For someone who is often accused of trying to please everyone, including his avowed opponents, Present Obama’s Afghan speech managed to please almost no one. The left has grown more antiwar and in addition sees a potential Vietnam quagmire if the war goes really badly. The right wants a return to George Bush’s reckless militarism and jingoistic, inflammatory rhetoric, which Obama will never provide. In between these two polarities, the ordinary citizen is sick of the Afghan war and apprehensive about jobs and the deficit.
In order to move on, I think we have to make peace with Obama’s speech and the decisions he made. To do that, here are the salient points:
• Pulling out immediately would be a moral monstrosity, since Afghanistan would collapse and the Taliban would return women to medieval slavery.
• An open-ended commitment isn’t productive or feasible.
• No good choices exist. Good and bad options are hopelessly entangled.
• Providing a short-term commitment with a planned departure date could be two things at once: a serious mistake and the only viable choice. Living with contradictions is part of being an adult.
Looking at this list, do you think that you could have made better policy decisions than the President did? If not, then give him the benefit of a little understanding. Whatever its faults, the Republican Party doesn’t undermine its leaders, while the Democrats seem oblivious to the harm caused by habitual complaining.
Next, look at the war as a moral dilemma not as a simple political or economic problem. America’s “war of necessity,” whether you agree with that or not, has disrupted a society that was already deeply traumatized and divided. Afghanistan is incredibly poor and fatally unstable. We are rich and stable in comparison. If this conflict can be conducted in such a way that the Afghans are helped toward a minimal stability and put on anything like the right path to security, don’t we owe it to them? That’s not a rhetorical question. It’s a way of reframing the issue.
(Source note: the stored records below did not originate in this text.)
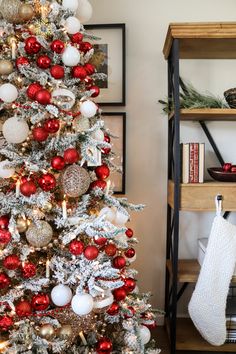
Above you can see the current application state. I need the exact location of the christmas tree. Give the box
[0,0,159,354]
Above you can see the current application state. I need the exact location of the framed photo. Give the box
[84,23,125,106]
[102,112,126,194]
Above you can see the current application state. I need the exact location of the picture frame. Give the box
[84,23,126,106]
[102,112,126,194]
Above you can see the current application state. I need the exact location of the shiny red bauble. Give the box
[25,36,41,54]
[35,89,51,106]
[43,118,60,134]
[21,262,37,278]
[113,256,126,269]
[32,127,48,142]
[71,65,87,80]
[37,55,51,69]
[51,39,65,54]
[26,82,43,100]
[3,254,21,270]
[63,148,80,164]
[15,300,32,317]
[69,240,84,256]
[20,181,37,197]
[31,294,50,311]
[38,173,56,192]
[84,246,99,261]
[50,65,65,80]
[51,156,65,171]
[95,163,110,179]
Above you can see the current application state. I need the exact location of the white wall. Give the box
[87,0,236,316]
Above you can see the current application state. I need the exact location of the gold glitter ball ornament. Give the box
[26,220,53,247]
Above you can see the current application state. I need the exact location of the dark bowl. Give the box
[207,167,236,182]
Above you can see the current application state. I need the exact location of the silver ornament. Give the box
[61,165,90,198]
[26,220,53,247]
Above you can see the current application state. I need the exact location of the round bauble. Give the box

We recognize that this escalation with its drone aircraft and other mechanized forms of death will undoubtedly kill many innocent Afghans and Pakistanis, as well as cause the further loss of U.S. service men and women. So the outcome of this action can never be considered an unequivocal good; it will come at a terrible human cost. That is the heart of the moral dilemma.
Finally — and this is the biggest issue for me — is Obama’s Afghan policy moving toward more war or less war, more American militarism or a decrease? I personally want much less war and militarism. If we could dismantle the military-industrial complex with the wave of a magic wand, I’d do it without hesitation. But moving away from militarism is a complex, tangled affair.
In small but significant ways Obama may be starting the process. He doesn’t wave the bloody flag. He doesn’t demonize the enemy. In place of us-versus-them thinking, his thinking includes all sides as much as possible. Instead of no-bid contracts of the kind that corrupted the Iraq War, he insists on normal bidding procedures. Instead of Bush’s unilateral arrogance, Obama couches the terrorist problem as a shared dilemma with only global solutions.
No one can rejoice in any of these things, but if you seriously consider them, peace can be made with the President’s speech at West Point. After all, bringing the current polarization in politics to an end means that each of us must reconcile the warring opposites in our own attitudes.